Train the healthcare leaders of tomorrow
UC Santa Cruz’s long history of research, education, and impact on social justice, biomedical sciences, community studies, and environmental sustainability positions the campus well to train the next generation of leaders in global health and community. The program will also build on the campus’ strengths in interdisciplinary education.
The program’s faculty instructors will include influential researchers in health-related fields from the physical and biological sciences, social sciences, and humanities divisions. Students will have the opportunity to learn directly from trusted voices at the national level on topics ranging from health statistics and globalization and food justice to neglected tropical diseases, cancer and genomics. In recent years, the university has also expanded its base of expertise, with the addition of 11 new core faculty members in global and community health who have been hired to support program development.
Valerie Cortez, an assistant professor in the Department of Molecular, Cellular and Developmental Biology, is one such key faculty member. She studies the viruses that cause diarrheal disease in young children, and she will teach a new epidemiology course for global and community health majors. She was excited to join the program, in part because her own background in epidemiology and molecular cell biology instilled in her an appreciation for interdisciplinary education.

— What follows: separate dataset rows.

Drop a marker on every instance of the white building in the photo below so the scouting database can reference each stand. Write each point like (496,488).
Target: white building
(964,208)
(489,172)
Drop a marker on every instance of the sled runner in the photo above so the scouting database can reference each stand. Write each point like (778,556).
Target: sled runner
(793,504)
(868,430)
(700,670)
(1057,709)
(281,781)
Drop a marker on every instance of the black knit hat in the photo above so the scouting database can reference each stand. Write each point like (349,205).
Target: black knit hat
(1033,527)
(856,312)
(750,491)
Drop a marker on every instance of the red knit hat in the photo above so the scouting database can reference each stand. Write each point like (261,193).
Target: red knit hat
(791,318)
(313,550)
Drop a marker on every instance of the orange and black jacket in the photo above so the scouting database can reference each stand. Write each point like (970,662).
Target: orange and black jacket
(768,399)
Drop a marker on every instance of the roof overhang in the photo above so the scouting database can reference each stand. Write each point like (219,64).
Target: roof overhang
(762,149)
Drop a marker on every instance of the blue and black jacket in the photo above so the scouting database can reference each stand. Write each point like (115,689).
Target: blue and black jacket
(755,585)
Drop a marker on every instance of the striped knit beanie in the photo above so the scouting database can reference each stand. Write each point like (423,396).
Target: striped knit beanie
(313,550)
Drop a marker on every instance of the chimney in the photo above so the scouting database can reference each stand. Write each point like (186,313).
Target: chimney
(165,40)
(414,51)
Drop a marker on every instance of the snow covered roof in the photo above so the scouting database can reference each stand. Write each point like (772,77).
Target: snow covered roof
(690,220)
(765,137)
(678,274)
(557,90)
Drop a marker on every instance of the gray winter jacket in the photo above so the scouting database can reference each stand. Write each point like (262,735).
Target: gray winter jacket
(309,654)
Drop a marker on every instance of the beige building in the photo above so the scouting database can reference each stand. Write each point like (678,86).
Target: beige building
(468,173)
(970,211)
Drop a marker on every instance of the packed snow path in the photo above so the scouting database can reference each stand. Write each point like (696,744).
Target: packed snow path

“I’m thrilled that this program bridges the basic sciences and the social sciences, because I think we need more people who can appreciate both of these perspectives,” she said. “Medical tools generated in basic science labs and technology companies can go no further, and they are best implemented by taking into account people’s behaviors and structural barriers.”
Cortez said she looks forward to hearing questions from students about global and community health and supporting them as they explore career opportunities. Many health-related occupations are expected to grow at faster rates than the average for all occupations, according to Data from the US Bureau of Labor Statistics. Global and community health majors at UCSC can help meet the need for doctors, nurses, social workers, mental health specialists, public health and policy researchers, community advocates , etc.
“We want to educate the next cohort of local, national and global health leaders in a rigorously interdisciplinary way,” Sparke said. “Ultimately, we want to help our students identify multiple pathways to contribute to the health of their communities and prepare them to be agents of change after graduation.”